1.3 A.3 Lemma 2 Supplement

The following is the complete proof of Lemma 2, which was omitted from the main paper.

Proof

\(v_{ diff } - v_{same}\)

$$\begin{aligned} =\,&\mathbb {E}[(w^T(x-z) - w'(x-x')(x-z))^2] \\&-\mathbb {E}[(w^T(x-z) - w'(x+x')(x-z))^2] \\ =\,&\mathbb {E}[(w^T(x-z) - w'(x-x')^T(x-z))^2 \\&-(w^T(x-z) - w'(x+x')^T(x-z))^2] \\ =\,&\mathbb {E}[(w^T(x-z) - w'(x-x')^T(x-z) \\&+w^T(x-z) - w'(x+x')^T(x-z)) \\&(w^T(x-z) - w'(x-x')^T(x-z) \\&-w^T(x-z) - w'(x+x')^T(x-z))] \\ =\,&\mathbb {E}[(2w^T(x-z) - w'(x-z)^T(x-x'+x+x'))\\&(- w'(x-z)^T(x-x'-x-x'))] \\ =\,&\mathbb {E}[(2w^T(x-z) - 2w'(x-z)^T(x))(2w'(x-z)^T(x'))] \\ =\,&2\mathbb {E}[(w^T(x-z) - w'(x-z)^T(x))w'(x-z)^T]\mathbb {E}[x'] \\ =\,&2\mathbb {E}[(w^T(x-z) - w'(x-z)(x))w'(x-z)^T]\overrightarrow{0} = 0\,. \end{aligned}$$

1.4 A.4 Lemma 3 Supplement

The following is the complete proof of Lemma 3, which was omitted from the main paper.

Proof

$$\begin{aligned} {{\,\mathrm{Var}\,}}(T) =\,&\tfrac{1}{2}\underset{x, x' \sim T}{\mathbb {E}}[(x-x')^2] \\ =\,&\tfrac{1}{2}(\underset{x, x' \sim T}{\mathbb {E}}[(x-x')^2|y(x) = y(x')]P(y(x) = y(x')) \\&+\underset{x, x' \sim T}{\mathbb {E}}[(x-x')^2|y(x) \ne y(x')]P(y(x) \ne y(x'))\\ =\,&\tfrac{1}{2}(sP(y(x) = y(x')) + rP(y(x) \ne y(x'))\\ =\,&\frac{1}{2}\left( s\frac{1}{C} + r\frac{C-1}{C}\right) . \end{aligned}$$

Noting that \(s = 2\mathbb {E}[{{\,\mathrm{Var}\,}}(T|C)]\), and using Eve’s law, we have

$$\begin{aligned} d =\,&{{\,\mathrm{Var}\,}}(T) -s \\ =\,&\frac{1}{2}\left( s\frac{1}{C} + r\frac{C-1}{C}\right) -s \\ =\,&\frac{C-1}{2C}r - \frac{2C -1}{2C}s. \end{aligned}$$

1.5 A.5 Theorem 5 Supplement

The following is a more detailed version of the argument given in the main paper.

If \(y(x) = y(x')\), then Lemma 2 means that the expected distance of the encodings of x and \(x'\) to any data point from another cluster is unchanged by whether the update was from points with the same or with different labels. Similarly, the distance between any two other points is unchanged by whether the update was from points with the same or with different labels. This establishes that \(r_T = r_F\). As for the intra-cluster variance, it is smaller after the update with the same labels than with different labels.
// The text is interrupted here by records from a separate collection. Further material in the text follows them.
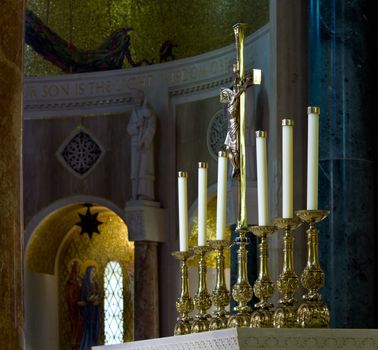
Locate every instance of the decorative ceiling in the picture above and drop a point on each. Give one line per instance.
(193, 27)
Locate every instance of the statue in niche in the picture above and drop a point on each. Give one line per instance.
(72, 295)
(231, 97)
(141, 128)
(90, 309)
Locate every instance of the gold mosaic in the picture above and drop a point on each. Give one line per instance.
(194, 26)
(110, 245)
(211, 235)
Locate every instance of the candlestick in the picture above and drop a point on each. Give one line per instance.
(202, 300)
(183, 210)
(202, 202)
(313, 313)
(220, 295)
(312, 157)
(242, 291)
(287, 168)
(263, 288)
(285, 315)
(184, 303)
(262, 177)
(221, 195)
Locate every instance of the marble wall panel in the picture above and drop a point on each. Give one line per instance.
(11, 78)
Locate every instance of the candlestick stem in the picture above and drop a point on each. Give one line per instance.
(262, 317)
(313, 313)
(285, 316)
(184, 303)
(202, 300)
(220, 295)
(242, 291)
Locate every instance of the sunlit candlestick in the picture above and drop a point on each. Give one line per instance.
(312, 157)
(262, 177)
(287, 168)
(202, 203)
(221, 195)
(183, 210)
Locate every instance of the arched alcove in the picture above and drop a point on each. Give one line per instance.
(60, 260)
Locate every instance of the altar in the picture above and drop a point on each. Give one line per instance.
(249, 338)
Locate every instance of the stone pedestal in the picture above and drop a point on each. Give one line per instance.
(261, 338)
(11, 78)
(146, 226)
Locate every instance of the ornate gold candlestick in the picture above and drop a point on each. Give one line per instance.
(313, 313)
(202, 300)
(242, 291)
(184, 303)
(285, 315)
(220, 295)
(263, 288)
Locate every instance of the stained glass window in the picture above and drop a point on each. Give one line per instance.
(113, 303)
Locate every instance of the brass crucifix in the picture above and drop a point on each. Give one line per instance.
(235, 139)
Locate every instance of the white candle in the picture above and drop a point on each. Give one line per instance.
(287, 168)
(312, 157)
(221, 195)
(262, 178)
(183, 210)
(202, 203)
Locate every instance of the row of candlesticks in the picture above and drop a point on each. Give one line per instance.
(262, 182)
(313, 312)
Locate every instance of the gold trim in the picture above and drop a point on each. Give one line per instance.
(261, 133)
(287, 122)
(313, 110)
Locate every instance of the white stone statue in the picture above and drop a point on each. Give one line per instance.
(141, 128)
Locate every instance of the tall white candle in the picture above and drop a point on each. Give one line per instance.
(262, 177)
(221, 195)
(202, 203)
(312, 157)
(183, 210)
(287, 168)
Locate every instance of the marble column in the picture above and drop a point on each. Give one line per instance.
(340, 40)
(11, 78)
(146, 291)
(146, 223)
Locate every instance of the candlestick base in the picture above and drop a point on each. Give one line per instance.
(285, 315)
(313, 313)
(263, 287)
(184, 303)
(220, 295)
(202, 300)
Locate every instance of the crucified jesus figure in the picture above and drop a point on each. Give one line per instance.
(231, 97)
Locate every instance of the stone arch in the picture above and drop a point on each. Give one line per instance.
(52, 237)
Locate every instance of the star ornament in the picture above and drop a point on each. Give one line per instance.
(89, 223)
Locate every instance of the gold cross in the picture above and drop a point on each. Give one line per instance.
(235, 99)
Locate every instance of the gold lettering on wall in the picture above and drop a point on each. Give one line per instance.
(86, 88)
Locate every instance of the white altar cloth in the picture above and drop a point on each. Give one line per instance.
(253, 338)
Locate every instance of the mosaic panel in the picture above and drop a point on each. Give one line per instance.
(211, 234)
(193, 27)
(111, 245)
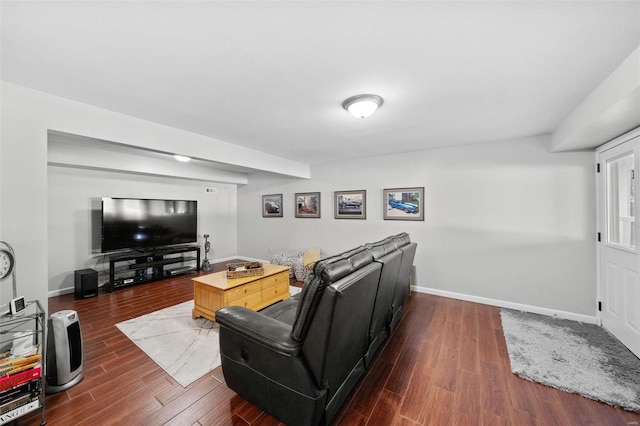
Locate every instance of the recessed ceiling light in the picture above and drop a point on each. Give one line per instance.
(362, 106)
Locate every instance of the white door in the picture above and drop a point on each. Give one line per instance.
(619, 251)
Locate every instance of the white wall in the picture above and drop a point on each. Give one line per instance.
(27, 116)
(505, 222)
(74, 216)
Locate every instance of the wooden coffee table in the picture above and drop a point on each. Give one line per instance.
(214, 291)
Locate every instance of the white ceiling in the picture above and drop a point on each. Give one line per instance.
(272, 75)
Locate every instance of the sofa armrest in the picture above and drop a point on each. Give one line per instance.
(268, 332)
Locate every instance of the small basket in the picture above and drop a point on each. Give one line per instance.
(244, 269)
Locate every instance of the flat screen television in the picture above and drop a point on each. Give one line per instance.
(134, 223)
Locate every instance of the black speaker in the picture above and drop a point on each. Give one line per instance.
(86, 283)
(64, 351)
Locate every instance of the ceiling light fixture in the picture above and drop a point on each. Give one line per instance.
(362, 106)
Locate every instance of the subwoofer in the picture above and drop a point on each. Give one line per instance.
(64, 351)
(86, 283)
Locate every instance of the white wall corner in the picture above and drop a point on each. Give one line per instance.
(611, 110)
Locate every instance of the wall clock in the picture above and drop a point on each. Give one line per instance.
(8, 265)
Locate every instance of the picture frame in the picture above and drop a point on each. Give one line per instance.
(403, 203)
(307, 204)
(350, 204)
(272, 205)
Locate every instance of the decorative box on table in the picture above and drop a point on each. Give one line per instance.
(244, 269)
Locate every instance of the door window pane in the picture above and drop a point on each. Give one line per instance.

Lemma 1 shows that the expected distance between the encodings of the two points themselves is smaller if the labels were the same, and the same argument as above shows that all other expected distances within clusters are unchanged.

If \(y(x) \ne y(x')\), then Lemma 2 means that the expected distance of the encodings of x and any data point from the same cluster is unchanged by whether the update was from points with the same or with different labels (and the same for \(x'\)). Similarly, the distance between any two other points is unchanged by whether the update was from points with the same or with different labels. This establishes that \(s_T = s_F\). As for the inter-cluster variance, it is larger after the update with the same labels than with different labels. Lemma 1 shows that the expected distance between the encodings of the two points themselves is larger if the labels were different, and the same argument as above shows that all other expected distances within clusters are unchanged.
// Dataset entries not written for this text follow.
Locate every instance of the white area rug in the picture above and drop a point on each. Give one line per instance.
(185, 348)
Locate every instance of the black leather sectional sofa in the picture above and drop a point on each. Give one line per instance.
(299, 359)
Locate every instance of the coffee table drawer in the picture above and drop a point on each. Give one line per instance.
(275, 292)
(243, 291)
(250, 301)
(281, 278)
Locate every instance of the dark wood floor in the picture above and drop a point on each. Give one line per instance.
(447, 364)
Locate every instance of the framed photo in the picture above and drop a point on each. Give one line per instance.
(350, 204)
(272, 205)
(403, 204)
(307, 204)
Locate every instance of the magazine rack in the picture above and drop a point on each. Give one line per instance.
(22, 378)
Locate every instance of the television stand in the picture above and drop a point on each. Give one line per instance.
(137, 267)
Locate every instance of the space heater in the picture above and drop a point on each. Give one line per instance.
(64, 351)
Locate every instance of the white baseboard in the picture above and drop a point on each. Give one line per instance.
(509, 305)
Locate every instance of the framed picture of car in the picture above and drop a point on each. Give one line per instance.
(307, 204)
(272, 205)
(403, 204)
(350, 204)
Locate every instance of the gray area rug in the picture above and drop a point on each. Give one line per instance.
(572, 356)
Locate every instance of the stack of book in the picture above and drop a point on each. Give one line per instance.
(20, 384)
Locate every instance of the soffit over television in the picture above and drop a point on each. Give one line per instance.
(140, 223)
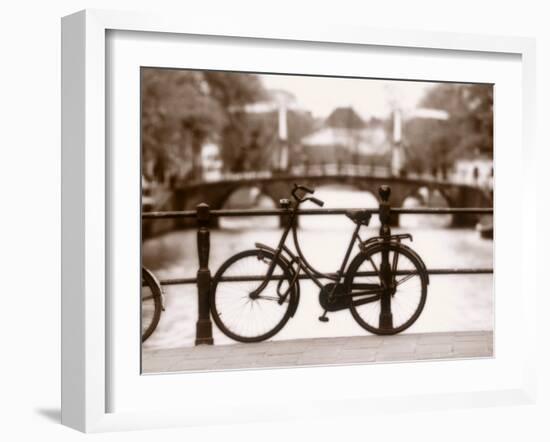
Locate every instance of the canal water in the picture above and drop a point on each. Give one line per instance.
(454, 303)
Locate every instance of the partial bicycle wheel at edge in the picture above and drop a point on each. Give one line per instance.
(151, 304)
(410, 294)
(239, 316)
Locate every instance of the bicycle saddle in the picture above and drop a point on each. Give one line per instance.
(359, 216)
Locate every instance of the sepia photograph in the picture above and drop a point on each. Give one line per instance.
(310, 220)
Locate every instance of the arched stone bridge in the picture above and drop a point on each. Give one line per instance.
(216, 193)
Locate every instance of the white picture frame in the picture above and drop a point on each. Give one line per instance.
(86, 204)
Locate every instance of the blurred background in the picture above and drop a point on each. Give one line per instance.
(239, 140)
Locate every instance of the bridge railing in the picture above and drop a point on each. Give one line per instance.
(204, 216)
(335, 169)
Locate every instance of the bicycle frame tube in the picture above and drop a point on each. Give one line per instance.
(311, 271)
(278, 252)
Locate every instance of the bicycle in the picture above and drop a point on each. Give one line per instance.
(255, 292)
(152, 303)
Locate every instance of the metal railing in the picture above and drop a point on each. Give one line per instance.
(203, 216)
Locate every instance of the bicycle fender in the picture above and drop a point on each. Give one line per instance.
(411, 251)
(417, 256)
(265, 247)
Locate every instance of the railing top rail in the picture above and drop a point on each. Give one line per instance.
(339, 211)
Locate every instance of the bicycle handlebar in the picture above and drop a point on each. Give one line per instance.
(315, 201)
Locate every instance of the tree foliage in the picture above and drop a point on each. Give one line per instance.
(468, 133)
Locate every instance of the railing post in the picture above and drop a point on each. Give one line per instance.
(386, 317)
(204, 324)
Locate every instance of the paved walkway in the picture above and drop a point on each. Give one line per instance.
(322, 351)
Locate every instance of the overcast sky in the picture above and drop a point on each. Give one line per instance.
(321, 95)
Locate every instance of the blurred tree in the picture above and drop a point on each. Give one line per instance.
(181, 109)
(435, 144)
(345, 117)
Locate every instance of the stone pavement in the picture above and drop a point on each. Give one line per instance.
(322, 351)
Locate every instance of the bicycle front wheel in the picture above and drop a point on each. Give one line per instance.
(241, 313)
(365, 285)
(151, 304)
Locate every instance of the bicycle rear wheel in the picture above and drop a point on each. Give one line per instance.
(151, 303)
(245, 318)
(406, 302)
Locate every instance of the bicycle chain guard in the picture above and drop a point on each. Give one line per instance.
(339, 301)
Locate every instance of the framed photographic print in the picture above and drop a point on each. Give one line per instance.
(293, 212)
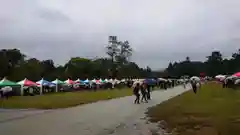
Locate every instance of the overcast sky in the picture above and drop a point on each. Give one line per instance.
(159, 31)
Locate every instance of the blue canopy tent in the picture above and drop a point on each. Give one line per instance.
(81, 82)
(86, 81)
(43, 82)
(150, 81)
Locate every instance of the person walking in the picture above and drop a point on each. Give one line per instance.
(136, 93)
(148, 92)
(194, 86)
(144, 93)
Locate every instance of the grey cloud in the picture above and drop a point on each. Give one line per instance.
(159, 31)
(52, 15)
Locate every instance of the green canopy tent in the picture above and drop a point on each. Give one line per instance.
(57, 82)
(5, 82)
(102, 81)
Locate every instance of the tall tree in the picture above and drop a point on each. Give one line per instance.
(125, 52)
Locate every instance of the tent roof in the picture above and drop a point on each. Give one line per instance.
(57, 81)
(27, 82)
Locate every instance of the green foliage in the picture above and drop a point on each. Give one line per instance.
(15, 67)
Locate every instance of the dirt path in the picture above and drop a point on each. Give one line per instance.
(113, 117)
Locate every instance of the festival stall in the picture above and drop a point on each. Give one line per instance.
(26, 82)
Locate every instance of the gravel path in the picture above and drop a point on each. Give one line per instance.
(112, 117)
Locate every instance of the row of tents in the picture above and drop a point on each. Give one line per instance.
(235, 78)
(7, 84)
(41, 83)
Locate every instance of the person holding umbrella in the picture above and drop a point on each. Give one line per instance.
(136, 93)
(144, 92)
(194, 85)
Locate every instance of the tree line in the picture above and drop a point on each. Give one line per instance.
(214, 65)
(16, 66)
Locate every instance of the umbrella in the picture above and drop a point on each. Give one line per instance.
(79, 81)
(26, 82)
(69, 81)
(136, 82)
(86, 81)
(237, 81)
(93, 81)
(102, 81)
(162, 79)
(57, 82)
(195, 78)
(97, 81)
(237, 74)
(106, 80)
(6, 89)
(5, 82)
(220, 77)
(43, 82)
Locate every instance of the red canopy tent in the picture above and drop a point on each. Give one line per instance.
(237, 74)
(27, 82)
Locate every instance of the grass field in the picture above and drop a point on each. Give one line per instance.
(213, 111)
(62, 100)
Table 4. Sizes of predicted clusters for MNIST.

Table 5. Sizes of predicted clusters for USPS.

Table 6. Sizes of predicted clusters for FashionMNIST.

B Appendix C: Extended Results

The results in the main paper report the central tendency of five different training runs for each dataset. Tables 4, 5, and 6 show the sizes of the clusters predicted by SPC for one randomly selected run out of these five. On MNIST and USPS, where the accuracy of SPC is \({>}98\%\), the predicted sizes are close to the true sizes. On FashionMNIST, where the accuracy is \({\sim }65\%\), there is a much greater variance. This accounts for the discrepancy in ACC and NMI for FashionMNIST. Most of the errors are put into one large cluster, specifically the cluster that was aligned to ‘coat’ is over three times larger than it should be. This hurts accuracy more than NMI, because the incorrect data points in the ‘coat’ cluster count for zero when calculating the accuracy, but they are not randomly distributed among the other classes, so the conditional entropy of a data point that was mis-clustered as a coat is \(<\log (10)\). Actually, most of the mistakes in the ‘coat’ cluster are pullovers or shirts, and almost none of them are, for examples, boots or tops. Comparing the cluster sizes for SPC-HDBSCAN and SPC-GMM also accounts for the differences across ACC and NMI between these two settings on FashionMNIST: SPC-GMM produces more uniformly-sized clusters, so the difference between ACC and NMI is smaller.